Run a Custom Evaluation Workflow

Custom Python workflows must be registered in a quantiles.toml or .quantiles.toml configuration file, so qt run knows which command to execute for a given custom code eval.

[benchmarks.my_eval] type = "custom_code" # This command assumes that your custom code eval is in a file called # my_eval.py in the current directory. command = ["uv", "run", "./my_eval.py"]

The eval workflow can then be run through the CLI:

qt run my_eval --input '{"model":"openai:gpt-5.5"}'

The SDK reads runtime environment variables injected by qt run and qt resume, such as QUANTILES_RUN_ID, QUANTILES_WORKFLOW_NAME, and QUANTILES_INPUT, automatically. See the CLI Reference for the full list.

Core Concepts

Steps

Steps are durable units of work inside a workflow. Each step has:

  • step_key: a stable name for the work
  • input_value: optional JSON-serializable input used for cache invalidation
  • execute: the function to run if the step is not already cached
async def evaluate_sample(ctx: WorkflowContext, sample_id: str, question: str, model_id: str): return await step( ctx, step_key=f"sample:{sample_id}", input_value={ "sample_id": sample_id, "question": question, "model_id": model_id, }, execute=lambda: call_model(question, model_id), )

Use stable step keys. In dataset loops, prefer sample IDs or deterministic row numbers. Put every value that should invalidate the output into input_value, including the model, prompt version, row content, sampling parameters, judge configuration, and rubric version.

If a completed step with the same key and input hash already exists in the run, Quantiles reuses its stored output. If a failed step has the same key and input hash, Quantiles retries it on resume. If the same step key appears with a different input hash in the same run, Quantiles treats that as a conflict and returns an error.

Metrics

Use emit to record numeric metrics for the run. Metrics are shown by qt show and compared by qt compare.

await emit(ctx, "accuracy", 0.92) await emit(ctx, "latency_ms", 120, "ms") await emit(ctx, "tokens_used", 408)

Metric values must be numbers. The unit is optional and used for display.

Datasets

The Python SDK can load Hugging Face datasets natively through the local Quantiles dataset API. You can also choose to extend the Python DatasetSource class to load from other sources. Datasets loaded through the native dataset API are batched and wrapped in durable steps.

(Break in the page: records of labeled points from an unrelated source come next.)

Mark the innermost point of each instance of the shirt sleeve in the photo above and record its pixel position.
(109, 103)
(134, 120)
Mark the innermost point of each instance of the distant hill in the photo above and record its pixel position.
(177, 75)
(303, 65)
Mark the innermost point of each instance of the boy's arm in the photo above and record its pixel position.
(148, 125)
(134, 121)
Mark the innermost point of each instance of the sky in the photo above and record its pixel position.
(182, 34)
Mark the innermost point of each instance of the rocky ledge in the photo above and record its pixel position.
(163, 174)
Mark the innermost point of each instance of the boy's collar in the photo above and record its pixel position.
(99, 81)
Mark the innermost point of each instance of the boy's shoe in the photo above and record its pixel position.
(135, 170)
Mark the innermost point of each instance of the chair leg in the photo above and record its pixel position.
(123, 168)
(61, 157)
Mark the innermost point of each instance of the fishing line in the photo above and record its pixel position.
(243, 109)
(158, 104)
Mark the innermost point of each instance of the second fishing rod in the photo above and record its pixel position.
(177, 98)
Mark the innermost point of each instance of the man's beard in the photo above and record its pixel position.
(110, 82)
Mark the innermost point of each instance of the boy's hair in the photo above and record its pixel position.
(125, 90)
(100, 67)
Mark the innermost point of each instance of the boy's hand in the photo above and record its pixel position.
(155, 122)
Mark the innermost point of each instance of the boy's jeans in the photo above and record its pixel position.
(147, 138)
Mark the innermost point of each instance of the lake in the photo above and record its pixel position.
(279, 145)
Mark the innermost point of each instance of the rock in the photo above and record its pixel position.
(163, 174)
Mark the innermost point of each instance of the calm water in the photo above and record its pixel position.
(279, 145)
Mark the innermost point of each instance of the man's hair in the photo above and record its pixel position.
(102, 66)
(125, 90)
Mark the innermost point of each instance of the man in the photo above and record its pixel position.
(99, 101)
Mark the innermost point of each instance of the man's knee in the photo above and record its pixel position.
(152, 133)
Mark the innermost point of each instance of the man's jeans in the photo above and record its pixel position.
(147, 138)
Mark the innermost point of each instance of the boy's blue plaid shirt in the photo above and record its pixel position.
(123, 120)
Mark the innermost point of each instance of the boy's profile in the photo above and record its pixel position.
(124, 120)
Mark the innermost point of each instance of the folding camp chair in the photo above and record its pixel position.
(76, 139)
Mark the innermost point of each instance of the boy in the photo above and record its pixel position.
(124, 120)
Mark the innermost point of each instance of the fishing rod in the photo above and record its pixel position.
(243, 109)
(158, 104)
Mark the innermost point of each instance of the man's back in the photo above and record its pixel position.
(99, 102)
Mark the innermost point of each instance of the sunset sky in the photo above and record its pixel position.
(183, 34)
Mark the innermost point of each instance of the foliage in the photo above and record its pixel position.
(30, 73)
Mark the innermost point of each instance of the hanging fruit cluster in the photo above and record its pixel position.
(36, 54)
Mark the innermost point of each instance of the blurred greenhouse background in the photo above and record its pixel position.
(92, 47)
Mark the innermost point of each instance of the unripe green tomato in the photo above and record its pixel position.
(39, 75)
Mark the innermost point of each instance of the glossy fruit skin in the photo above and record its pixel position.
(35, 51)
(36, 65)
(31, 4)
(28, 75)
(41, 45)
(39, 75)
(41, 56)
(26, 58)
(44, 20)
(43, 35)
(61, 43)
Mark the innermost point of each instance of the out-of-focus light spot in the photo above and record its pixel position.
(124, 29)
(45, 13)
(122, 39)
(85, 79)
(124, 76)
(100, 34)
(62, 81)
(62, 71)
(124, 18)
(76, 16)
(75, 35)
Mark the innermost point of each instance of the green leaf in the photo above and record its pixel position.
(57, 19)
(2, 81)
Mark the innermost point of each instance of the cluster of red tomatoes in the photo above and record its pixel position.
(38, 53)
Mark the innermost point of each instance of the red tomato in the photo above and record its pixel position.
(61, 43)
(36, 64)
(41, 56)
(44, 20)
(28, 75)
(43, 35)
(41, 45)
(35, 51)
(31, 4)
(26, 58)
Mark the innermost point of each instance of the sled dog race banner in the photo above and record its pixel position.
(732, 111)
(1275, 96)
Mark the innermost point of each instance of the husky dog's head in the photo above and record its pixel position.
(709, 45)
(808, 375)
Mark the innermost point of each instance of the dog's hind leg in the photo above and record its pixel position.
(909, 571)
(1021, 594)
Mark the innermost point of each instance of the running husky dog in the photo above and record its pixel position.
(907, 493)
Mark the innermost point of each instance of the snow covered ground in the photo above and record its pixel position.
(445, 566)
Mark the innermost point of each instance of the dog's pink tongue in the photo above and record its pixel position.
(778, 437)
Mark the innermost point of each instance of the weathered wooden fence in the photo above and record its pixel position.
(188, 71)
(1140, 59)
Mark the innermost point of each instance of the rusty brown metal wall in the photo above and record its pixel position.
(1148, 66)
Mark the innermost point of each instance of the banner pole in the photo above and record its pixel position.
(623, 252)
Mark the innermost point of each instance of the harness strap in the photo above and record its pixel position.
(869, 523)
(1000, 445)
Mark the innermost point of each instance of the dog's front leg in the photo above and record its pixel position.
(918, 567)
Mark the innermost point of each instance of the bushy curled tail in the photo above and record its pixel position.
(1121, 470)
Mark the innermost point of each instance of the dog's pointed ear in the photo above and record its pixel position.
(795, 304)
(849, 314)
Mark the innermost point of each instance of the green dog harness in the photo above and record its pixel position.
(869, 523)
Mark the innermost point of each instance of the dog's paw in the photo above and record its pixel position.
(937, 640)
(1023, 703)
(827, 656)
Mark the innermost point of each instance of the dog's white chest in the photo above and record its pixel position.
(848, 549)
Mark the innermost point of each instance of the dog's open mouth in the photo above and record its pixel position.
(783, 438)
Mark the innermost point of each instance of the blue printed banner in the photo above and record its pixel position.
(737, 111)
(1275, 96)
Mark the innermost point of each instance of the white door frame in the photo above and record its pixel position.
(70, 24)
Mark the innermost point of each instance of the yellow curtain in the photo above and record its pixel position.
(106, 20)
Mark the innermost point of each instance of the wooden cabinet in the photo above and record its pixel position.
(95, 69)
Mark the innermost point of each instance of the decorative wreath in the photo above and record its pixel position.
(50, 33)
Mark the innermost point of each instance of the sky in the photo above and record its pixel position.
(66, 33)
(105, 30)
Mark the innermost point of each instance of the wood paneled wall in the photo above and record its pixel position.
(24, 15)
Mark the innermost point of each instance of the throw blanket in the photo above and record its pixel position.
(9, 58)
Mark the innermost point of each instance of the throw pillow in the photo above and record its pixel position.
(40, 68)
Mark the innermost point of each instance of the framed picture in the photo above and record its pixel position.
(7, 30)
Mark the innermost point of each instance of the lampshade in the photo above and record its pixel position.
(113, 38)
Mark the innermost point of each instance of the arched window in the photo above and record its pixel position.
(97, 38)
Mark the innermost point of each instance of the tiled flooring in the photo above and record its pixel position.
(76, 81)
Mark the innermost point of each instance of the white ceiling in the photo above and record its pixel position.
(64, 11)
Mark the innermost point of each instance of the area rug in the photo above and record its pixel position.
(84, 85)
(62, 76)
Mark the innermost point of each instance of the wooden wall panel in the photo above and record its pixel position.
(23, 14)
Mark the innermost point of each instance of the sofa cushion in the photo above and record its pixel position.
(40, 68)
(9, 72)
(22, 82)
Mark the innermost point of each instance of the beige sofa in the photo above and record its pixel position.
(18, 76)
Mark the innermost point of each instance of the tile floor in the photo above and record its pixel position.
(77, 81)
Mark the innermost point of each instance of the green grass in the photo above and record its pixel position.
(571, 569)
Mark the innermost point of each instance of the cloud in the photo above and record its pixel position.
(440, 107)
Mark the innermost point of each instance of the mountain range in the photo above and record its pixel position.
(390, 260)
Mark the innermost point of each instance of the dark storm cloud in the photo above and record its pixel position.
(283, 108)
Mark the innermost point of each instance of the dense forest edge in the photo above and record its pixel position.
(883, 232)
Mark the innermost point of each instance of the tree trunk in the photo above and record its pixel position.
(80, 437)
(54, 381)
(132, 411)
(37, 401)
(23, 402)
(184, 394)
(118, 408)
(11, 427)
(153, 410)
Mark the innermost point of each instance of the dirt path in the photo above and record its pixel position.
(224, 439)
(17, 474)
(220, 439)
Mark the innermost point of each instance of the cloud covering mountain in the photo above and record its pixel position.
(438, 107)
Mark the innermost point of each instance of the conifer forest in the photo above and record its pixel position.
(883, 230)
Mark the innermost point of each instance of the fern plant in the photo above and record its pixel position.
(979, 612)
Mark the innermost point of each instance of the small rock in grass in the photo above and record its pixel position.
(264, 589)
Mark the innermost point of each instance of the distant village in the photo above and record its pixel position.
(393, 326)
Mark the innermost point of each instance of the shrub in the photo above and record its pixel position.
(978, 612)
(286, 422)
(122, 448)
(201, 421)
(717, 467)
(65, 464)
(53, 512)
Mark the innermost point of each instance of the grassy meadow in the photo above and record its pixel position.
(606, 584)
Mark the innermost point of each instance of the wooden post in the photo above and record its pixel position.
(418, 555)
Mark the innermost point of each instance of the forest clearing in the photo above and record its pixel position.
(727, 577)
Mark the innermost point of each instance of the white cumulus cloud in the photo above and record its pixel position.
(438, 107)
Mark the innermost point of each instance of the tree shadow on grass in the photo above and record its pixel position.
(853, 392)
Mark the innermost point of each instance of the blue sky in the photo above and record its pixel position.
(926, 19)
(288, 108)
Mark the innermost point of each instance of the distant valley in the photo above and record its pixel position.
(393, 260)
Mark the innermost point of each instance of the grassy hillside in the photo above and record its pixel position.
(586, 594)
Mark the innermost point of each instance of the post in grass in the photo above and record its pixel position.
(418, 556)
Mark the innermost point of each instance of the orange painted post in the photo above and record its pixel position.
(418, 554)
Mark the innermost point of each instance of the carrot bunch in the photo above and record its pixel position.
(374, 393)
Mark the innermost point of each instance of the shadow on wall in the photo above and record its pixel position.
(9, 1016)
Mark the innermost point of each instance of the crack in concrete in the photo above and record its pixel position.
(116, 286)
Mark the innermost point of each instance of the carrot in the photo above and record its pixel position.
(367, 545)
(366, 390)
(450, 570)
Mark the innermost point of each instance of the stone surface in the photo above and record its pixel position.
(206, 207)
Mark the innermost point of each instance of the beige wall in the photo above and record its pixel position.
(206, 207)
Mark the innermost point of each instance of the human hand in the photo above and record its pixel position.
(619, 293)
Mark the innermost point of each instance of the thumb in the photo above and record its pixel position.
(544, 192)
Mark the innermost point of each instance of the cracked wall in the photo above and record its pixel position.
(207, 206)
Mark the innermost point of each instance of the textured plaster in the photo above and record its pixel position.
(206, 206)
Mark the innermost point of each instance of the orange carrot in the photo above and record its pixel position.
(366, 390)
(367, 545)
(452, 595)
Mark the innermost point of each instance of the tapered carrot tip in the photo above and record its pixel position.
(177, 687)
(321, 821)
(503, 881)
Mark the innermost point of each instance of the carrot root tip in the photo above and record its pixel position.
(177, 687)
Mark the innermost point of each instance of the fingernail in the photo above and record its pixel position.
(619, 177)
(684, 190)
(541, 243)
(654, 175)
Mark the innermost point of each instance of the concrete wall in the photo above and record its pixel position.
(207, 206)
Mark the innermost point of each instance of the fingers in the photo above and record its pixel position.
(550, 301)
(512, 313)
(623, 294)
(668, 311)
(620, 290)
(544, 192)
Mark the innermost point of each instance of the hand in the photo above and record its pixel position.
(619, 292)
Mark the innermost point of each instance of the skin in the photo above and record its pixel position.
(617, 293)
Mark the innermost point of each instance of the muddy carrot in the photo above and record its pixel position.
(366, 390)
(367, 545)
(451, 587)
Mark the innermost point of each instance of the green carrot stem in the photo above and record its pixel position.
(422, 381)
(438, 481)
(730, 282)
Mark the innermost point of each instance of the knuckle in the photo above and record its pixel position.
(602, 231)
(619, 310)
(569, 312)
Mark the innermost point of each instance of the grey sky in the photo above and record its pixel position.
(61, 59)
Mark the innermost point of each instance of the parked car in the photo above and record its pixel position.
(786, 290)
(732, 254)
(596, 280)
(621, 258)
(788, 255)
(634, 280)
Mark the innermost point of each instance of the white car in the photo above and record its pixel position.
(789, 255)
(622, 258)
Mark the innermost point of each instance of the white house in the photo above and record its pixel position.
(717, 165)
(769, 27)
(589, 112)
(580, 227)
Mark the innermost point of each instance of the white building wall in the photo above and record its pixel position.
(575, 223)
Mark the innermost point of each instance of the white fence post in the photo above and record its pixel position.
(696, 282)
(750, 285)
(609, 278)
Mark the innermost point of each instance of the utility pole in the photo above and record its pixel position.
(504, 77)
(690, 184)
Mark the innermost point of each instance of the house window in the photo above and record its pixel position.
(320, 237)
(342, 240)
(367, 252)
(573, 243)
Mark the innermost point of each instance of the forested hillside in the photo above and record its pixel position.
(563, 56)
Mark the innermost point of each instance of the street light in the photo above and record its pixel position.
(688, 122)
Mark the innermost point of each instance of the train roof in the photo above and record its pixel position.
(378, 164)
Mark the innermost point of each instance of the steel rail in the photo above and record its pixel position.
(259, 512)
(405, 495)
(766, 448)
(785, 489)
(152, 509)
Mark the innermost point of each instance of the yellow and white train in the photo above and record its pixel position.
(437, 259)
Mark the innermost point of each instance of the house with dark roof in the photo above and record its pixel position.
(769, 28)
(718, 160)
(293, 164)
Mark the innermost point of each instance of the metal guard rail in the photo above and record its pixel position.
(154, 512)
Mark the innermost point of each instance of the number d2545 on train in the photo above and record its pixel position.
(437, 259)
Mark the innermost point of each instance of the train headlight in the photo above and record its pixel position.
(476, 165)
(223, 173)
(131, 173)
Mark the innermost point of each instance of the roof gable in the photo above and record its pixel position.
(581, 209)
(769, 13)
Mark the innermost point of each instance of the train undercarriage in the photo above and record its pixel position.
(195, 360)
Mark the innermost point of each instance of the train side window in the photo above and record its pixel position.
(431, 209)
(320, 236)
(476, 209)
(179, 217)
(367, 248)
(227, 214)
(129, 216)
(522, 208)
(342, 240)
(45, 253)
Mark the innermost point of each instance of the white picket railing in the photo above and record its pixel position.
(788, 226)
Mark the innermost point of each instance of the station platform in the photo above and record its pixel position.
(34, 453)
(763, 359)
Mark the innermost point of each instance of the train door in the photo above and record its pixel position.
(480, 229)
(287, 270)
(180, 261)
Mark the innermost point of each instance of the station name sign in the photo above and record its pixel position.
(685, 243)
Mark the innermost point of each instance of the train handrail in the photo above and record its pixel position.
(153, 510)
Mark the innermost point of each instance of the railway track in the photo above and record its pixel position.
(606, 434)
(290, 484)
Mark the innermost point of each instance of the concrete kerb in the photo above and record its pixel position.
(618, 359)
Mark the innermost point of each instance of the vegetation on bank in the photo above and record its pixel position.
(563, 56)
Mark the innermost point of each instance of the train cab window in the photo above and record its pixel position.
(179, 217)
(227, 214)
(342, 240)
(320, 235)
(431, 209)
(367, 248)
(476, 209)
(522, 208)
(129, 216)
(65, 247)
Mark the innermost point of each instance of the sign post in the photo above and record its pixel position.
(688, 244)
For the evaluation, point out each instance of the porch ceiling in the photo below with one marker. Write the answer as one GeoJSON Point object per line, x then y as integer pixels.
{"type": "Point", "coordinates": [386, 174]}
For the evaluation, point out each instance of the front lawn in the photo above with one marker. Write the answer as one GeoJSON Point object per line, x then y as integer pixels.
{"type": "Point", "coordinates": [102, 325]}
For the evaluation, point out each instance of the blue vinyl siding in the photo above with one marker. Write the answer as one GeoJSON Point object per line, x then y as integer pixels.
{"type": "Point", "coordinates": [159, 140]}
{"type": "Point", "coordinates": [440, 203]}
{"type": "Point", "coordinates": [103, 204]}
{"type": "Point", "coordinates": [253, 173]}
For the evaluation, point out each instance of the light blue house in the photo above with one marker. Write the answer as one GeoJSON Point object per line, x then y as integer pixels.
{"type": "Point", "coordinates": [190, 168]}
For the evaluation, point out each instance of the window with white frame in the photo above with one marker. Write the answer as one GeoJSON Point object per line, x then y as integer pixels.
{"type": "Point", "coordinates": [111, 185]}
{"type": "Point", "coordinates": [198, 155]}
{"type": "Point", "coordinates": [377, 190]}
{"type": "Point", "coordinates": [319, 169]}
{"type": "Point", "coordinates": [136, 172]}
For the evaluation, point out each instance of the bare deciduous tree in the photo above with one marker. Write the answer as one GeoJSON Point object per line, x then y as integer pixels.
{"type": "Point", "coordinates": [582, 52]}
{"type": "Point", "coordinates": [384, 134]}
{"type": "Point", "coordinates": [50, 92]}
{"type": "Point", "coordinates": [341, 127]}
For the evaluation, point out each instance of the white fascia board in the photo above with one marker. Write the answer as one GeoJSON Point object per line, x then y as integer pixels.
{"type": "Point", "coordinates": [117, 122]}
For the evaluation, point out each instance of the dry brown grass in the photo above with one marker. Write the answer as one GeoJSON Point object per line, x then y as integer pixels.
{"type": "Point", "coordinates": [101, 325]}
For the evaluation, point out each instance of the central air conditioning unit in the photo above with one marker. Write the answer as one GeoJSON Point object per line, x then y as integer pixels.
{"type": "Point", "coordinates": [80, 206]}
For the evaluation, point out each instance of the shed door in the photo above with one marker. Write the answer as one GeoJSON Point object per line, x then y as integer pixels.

Wherever possible, we recommend using Quantiles-curated datasets on HuggingFace at huggingface.co/quantiles/datasets , because they’re curated and stable. You can, however, use the dataset(...) API to load any dataset on HuggingFace, and can subclass DatasetSource to load datasets from anywhere else.

from pydantic import BaseModel from quantiles import dataset class PubMedQARow(BaseModel): sample_id: str question: str context: str gold_answer: str # prepare to iterate over the dataset at https://huggingface.co/datasets/quantiles/PubMedQA ds = await dataset( ctx, source="huggingface://quantiles/PubMedQA", row_type=PubMedQARow, batch_size=25, config="pqa_labeled", split="train", max_rows=100, on_error="skip", ) # ds.iter_rows() creates an AsyncIterator that yields PubMedQARow objects. You can iterate over # this iterator as you would any other, but if you need more efficiency, you can also use concurrency # helpers to iterate through this iterator more efficiently. See below for more details. async for row in ds.iter_rows(): ...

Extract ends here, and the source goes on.